36 – Void Dance (2015)


Across the last couple of EPs, 36 has acquired a noticeable slant towards probing the conceptual devices around space travel and exploration in Sun Riders and then in the somewhat more fully formed and deliberate Sine Dust. Following these we’ve been gifted a fully fledged album pertaining to these themes in the rich soundscapes of Void Dance, unfolding on the tantalising promise that humanity will one day reach out to conquer this final frontier.

While Sine Dust was quite a neatly concise and well defined entity,Void Dance is a little more complex and broadly affecting, and while it seems to initially set out on the same neat path it quickly becomes a bit bogged down and murky in its attempt to cover so much ground. Intrepid steps are made in the first few tracks, with appropriately titled opener “Hold On” commencing our voyage in dense and purposefully twisting synth strings, fragile atmospherics being stripped away to be replaced by the bleak vacuum of space and “Equinox”‘s crumbling, ethereal movements, the strings smearing into a dark miasma and eerie human wails.

Hypersleep or stasis or suspended animation is part of our journey it seems as we wake from the long nap in the humbling “Stasis Eject”, a piece where our future explorers find themselves awakening in imposingly alien surrounds in its gritty drone chuggings and tentative, fragile synth starriness. Fear rolls around into the strange, seemingly BoC inspired couplet of “Meschi Echelon” and “Nova”, the former a syncopating mass of tripping arpeggiations, and the latter a little more conventional in its retro faded analogue synth vibe and hazy background textures, much like the diffuse and ancient explosion remnant of its namesake.

This exciting new scenery must wait as we return to the journey at hand and the descent into the unknown resumes with “Pulse Dive”, a shuffling, alien excursion that captures a certain systematic electronic precision before being allowed to outline the emotional side of things, the magnitude of this moment evoked in its deepening drones and inquisitive, humbled noodlings. “Tomorrow’s World” circles the possibility of an unknown, mystical future in its flatly methodical and anechoic synth lines and supplementary drone coos, while the ensuing title track follows up its disappointing orbital drift in its reworked “Sun Riders” idiosyncrasies. Unlike the rich vibes of its predecessors it’s a cool, strained and deeply melancholic piece who’s thin strings strain to return to the reliable warmth of its home star after finding nothing of worth.
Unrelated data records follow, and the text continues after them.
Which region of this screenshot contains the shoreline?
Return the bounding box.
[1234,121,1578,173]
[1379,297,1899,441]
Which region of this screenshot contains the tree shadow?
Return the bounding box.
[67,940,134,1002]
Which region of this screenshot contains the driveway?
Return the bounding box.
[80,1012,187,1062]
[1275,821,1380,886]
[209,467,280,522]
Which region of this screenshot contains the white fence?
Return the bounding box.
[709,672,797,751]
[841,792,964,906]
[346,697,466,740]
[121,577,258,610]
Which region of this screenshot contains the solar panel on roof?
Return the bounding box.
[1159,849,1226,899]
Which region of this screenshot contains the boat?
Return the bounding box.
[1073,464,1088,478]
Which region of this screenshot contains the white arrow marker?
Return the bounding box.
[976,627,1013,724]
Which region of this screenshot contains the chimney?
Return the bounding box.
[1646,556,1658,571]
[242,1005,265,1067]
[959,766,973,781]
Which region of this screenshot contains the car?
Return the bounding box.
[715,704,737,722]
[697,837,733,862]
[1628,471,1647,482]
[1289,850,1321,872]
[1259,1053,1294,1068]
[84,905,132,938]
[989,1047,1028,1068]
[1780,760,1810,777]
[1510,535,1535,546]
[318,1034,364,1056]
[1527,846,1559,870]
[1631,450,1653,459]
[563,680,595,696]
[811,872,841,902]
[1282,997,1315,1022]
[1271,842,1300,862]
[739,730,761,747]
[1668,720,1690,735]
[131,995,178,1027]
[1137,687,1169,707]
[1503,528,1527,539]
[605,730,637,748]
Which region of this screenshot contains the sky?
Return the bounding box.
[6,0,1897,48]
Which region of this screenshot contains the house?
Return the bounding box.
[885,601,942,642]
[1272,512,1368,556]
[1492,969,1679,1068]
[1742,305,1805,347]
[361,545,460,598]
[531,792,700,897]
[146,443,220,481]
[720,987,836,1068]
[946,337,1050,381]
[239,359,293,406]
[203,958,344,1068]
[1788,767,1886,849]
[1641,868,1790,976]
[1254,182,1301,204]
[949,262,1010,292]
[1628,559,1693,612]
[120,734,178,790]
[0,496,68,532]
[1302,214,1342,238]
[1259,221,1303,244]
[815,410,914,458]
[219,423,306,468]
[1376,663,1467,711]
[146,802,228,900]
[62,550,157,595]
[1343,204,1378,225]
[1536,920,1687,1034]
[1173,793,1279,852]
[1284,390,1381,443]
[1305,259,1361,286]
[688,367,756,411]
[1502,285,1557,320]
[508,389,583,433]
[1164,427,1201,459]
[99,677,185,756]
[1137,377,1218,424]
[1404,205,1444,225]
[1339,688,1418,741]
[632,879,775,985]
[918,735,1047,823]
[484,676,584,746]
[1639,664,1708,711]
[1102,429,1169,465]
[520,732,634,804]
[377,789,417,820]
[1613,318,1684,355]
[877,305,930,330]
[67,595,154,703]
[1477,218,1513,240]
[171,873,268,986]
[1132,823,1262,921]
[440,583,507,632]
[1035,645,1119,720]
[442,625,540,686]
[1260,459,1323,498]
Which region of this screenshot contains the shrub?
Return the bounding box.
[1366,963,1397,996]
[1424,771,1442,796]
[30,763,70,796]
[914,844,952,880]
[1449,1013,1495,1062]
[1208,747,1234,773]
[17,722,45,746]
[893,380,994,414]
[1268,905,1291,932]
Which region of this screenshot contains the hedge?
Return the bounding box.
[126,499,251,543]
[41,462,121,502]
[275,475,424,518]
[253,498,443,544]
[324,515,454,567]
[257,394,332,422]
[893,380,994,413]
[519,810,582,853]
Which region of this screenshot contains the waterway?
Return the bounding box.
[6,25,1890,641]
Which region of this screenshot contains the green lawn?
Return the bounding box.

That creeping sensation of hopelessness and drifting abandon becomes more entrenched with each passing track in the album’s waning latter half; “Diamond Rain” is a crystalline dreamscape filled with the cold patter of precipitation falling from the heavens of an as-yet-undiscovered new home, while “Sine Dust” is the deeper longing of that rich foreign sky, the dawn of a new day on a distant planet mirroring the celestial dance of our homeworld, calling out to us in soft female whispers from across the gulf. This hope seems to drip further away in the bleary and insubstantive “The Last Light”, a slightly overlong penultimate behemoth clocking in at nearly 10 minutes, peering through its over-long stretches at the ebbing light of a receding star as it turns its back on yet another world in our search for habitation.

And yet all is not lost; closer “Endless” breaks the spell of melancholia and brings a more forward leaning and quietly optimistic piece to the table in the record’s final moments; our search is merely the tip of the iceberg; a billion billion more stars still wait for us, it seems to say, let’s not lose hope. The path through the record to this point has not been a clear one, and amidst the enigmatic presentation there’s also been a feeling of inefficiency in my mind as well, but “Endless” provides an extremely satisfying resolution; it’s an excellent closer that exceptionally neatly ties things off whilst also leaving a tantalising sense of future development.

It’s a good record, no question, but I can’t help but feel like it somehow lost the effective simplicity and directness of Sine Dust somehow, that the story has grown and expanded and become a bit too open to weakly distorted interpretations of the sound, too confusing. The themes really appeal to me though, and I hope we get more music from Dennis in this celestially evocative vein.